四、そこで以上認定したところに基き、本件登録実用新案のものと(イ)号図面及びその説明書に記載されたものとを対比し、後者が前者の権利範囲に属するか否かを考えてみるのに、通風筒内に挿通した給油管に、上部に受皿を下部に放射状に設けた羽根を備えた廻転体を、受皿が通風筒外に位置するように遊嵌した液体燃料燃焼装置であつて、遠心力と風力とによつて燃料油を霧化するものである点において、両者は一致しており、しかもこれは前記の説明によつて明らかな通り、本件登録実用新案の要旨とするところである。((イ)号のものの小皿及び燃焼皿がともに遠心力霧化の作用をするものとすれば、この二つを合せたものが本件実用新案の受皿に相当すると考えられ、また若し(イ)号のものにあつては、燃焼皿には右の作用はなく、小皿にだけその作用があるにすぎないものと見るとすれば、この小皿が受皿に相当するものであり、右いずれにせよ(イ)号のものは本件実用新案のものの受皿に相当するものを備えているものというべきである)。

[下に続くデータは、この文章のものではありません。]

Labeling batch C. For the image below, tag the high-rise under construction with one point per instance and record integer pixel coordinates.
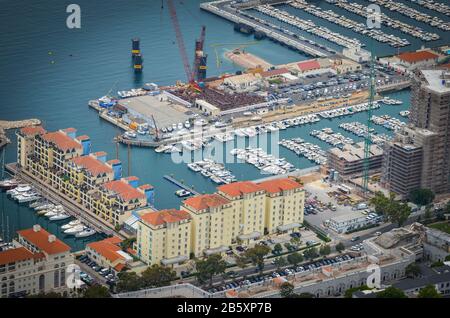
(419, 155)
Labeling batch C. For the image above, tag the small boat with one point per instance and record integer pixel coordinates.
(9, 184)
(74, 230)
(85, 233)
(182, 193)
(71, 224)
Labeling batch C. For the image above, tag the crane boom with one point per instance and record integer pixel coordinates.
(180, 41)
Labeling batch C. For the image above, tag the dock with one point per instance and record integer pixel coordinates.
(73, 208)
(220, 8)
(180, 185)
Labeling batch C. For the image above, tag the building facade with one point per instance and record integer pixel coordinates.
(36, 264)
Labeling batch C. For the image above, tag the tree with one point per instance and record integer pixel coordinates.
(256, 256)
(340, 247)
(295, 258)
(421, 196)
(325, 250)
(277, 249)
(128, 281)
(96, 291)
(207, 268)
(413, 270)
(310, 253)
(429, 291)
(286, 290)
(280, 262)
(391, 292)
(158, 276)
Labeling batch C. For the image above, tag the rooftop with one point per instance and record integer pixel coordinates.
(41, 239)
(205, 201)
(16, 255)
(124, 190)
(236, 189)
(412, 57)
(165, 216)
(32, 130)
(61, 140)
(279, 185)
(91, 164)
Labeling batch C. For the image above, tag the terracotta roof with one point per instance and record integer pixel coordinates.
(84, 137)
(17, 255)
(417, 56)
(239, 188)
(275, 72)
(146, 187)
(91, 164)
(165, 216)
(308, 65)
(107, 248)
(113, 162)
(202, 202)
(69, 130)
(32, 130)
(124, 190)
(61, 140)
(279, 185)
(40, 240)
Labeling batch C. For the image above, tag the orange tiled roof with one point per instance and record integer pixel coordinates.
(412, 57)
(165, 216)
(279, 185)
(202, 202)
(17, 255)
(275, 72)
(40, 240)
(308, 65)
(83, 137)
(32, 130)
(107, 248)
(91, 164)
(239, 188)
(61, 140)
(124, 190)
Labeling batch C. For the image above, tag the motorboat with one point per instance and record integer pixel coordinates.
(71, 224)
(59, 217)
(76, 229)
(85, 233)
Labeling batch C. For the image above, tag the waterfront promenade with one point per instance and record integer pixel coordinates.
(73, 208)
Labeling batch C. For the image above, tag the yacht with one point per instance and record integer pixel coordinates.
(59, 217)
(71, 224)
(75, 229)
(85, 233)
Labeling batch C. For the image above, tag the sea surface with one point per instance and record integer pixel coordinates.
(50, 72)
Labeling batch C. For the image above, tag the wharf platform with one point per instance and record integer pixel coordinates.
(221, 8)
(180, 185)
(73, 208)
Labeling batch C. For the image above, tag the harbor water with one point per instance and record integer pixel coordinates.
(50, 72)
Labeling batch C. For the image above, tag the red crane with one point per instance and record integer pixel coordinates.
(180, 41)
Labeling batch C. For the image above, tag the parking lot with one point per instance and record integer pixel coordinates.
(288, 271)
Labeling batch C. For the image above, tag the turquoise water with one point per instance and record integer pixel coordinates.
(50, 72)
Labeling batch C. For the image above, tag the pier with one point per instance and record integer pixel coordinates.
(73, 208)
(181, 185)
(222, 9)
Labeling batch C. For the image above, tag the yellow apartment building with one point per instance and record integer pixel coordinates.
(164, 237)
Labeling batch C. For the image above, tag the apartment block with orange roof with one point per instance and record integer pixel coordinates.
(285, 203)
(164, 237)
(215, 224)
(248, 203)
(37, 263)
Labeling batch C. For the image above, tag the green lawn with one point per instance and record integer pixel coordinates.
(442, 226)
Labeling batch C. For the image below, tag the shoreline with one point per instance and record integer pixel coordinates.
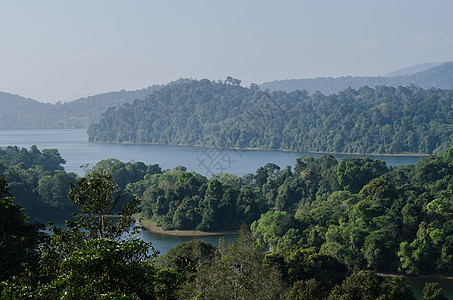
(281, 150)
(152, 227)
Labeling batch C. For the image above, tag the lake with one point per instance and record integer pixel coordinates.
(74, 147)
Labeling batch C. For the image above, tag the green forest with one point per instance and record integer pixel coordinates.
(224, 114)
(440, 76)
(322, 229)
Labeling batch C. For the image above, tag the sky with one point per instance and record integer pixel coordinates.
(61, 50)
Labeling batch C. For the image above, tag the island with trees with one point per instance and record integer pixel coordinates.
(380, 120)
(323, 229)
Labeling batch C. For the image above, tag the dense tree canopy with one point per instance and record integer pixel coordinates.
(221, 114)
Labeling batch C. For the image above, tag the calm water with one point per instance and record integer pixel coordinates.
(74, 148)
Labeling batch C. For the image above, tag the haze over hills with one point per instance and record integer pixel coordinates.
(412, 69)
(20, 112)
(439, 76)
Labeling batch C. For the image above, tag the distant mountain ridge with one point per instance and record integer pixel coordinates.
(412, 69)
(439, 76)
(19, 112)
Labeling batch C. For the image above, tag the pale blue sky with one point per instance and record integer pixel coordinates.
(63, 50)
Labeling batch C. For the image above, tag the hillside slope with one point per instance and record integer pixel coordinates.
(207, 113)
(20, 112)
(440, 76)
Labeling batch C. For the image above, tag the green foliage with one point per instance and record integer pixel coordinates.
(438, 77)
(237, 272)
(371, 217)
(94, 257)
(432, 291)
(222, 114)
(366, 285)
(36, 178)
(19, 240)
(97, 196)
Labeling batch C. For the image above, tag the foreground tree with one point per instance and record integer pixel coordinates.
(96, 257)
(19, 240)
(236, 273)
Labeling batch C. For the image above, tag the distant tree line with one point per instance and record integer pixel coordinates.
(440, 77)
(220, 114)
(329, 225)
(19, 112)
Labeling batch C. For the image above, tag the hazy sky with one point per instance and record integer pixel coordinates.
(62, 50)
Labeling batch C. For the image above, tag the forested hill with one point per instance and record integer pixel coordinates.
(224, 114)
(440, 76)
(20, 112)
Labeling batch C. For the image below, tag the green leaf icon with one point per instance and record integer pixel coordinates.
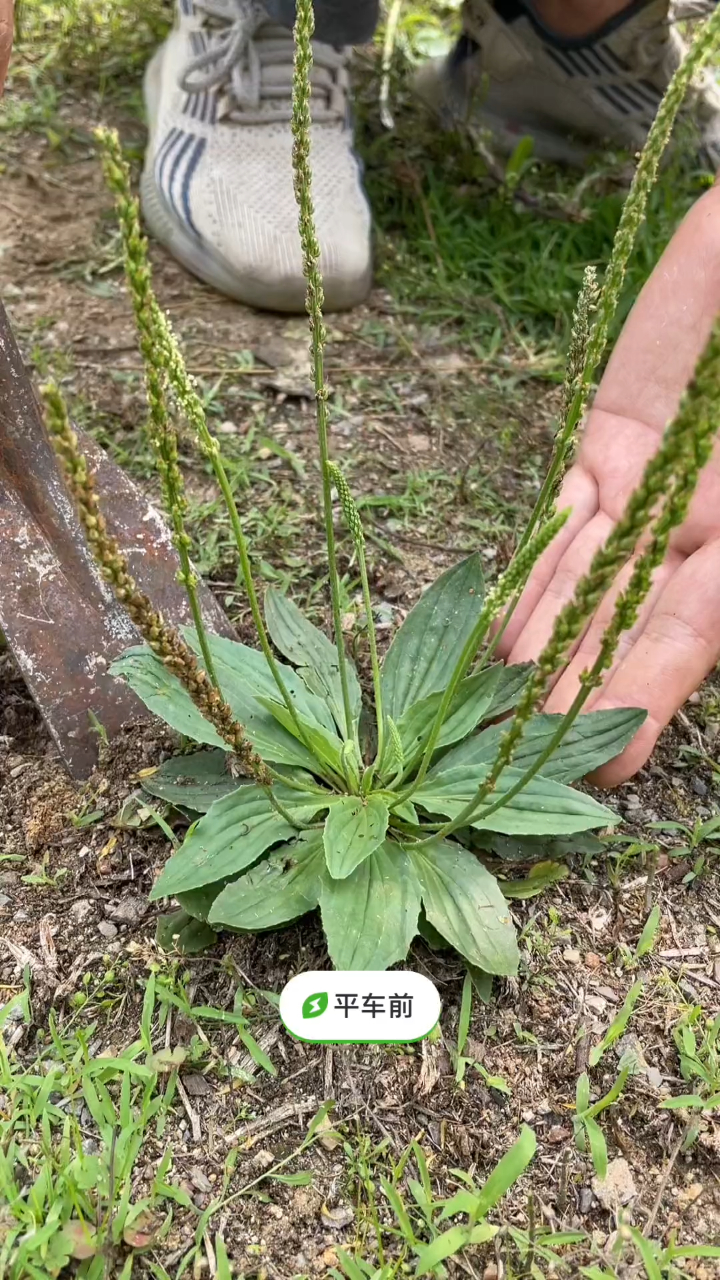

なお(イ)号のものにあつては、本件登録実用新案の要旨とする構造以外の構造をも具えているが、右要旨を具備する以上、他に相違する構造、作用及び効果を持つとしても、また或いは乙第二号証の特許品に改良を加えたにすぎないものであるにしても、(イ)号図面及びその説明書に記載された回転式重油燃焼器は、本件登録実用新案の権利範囲に属するものと解するの外はない。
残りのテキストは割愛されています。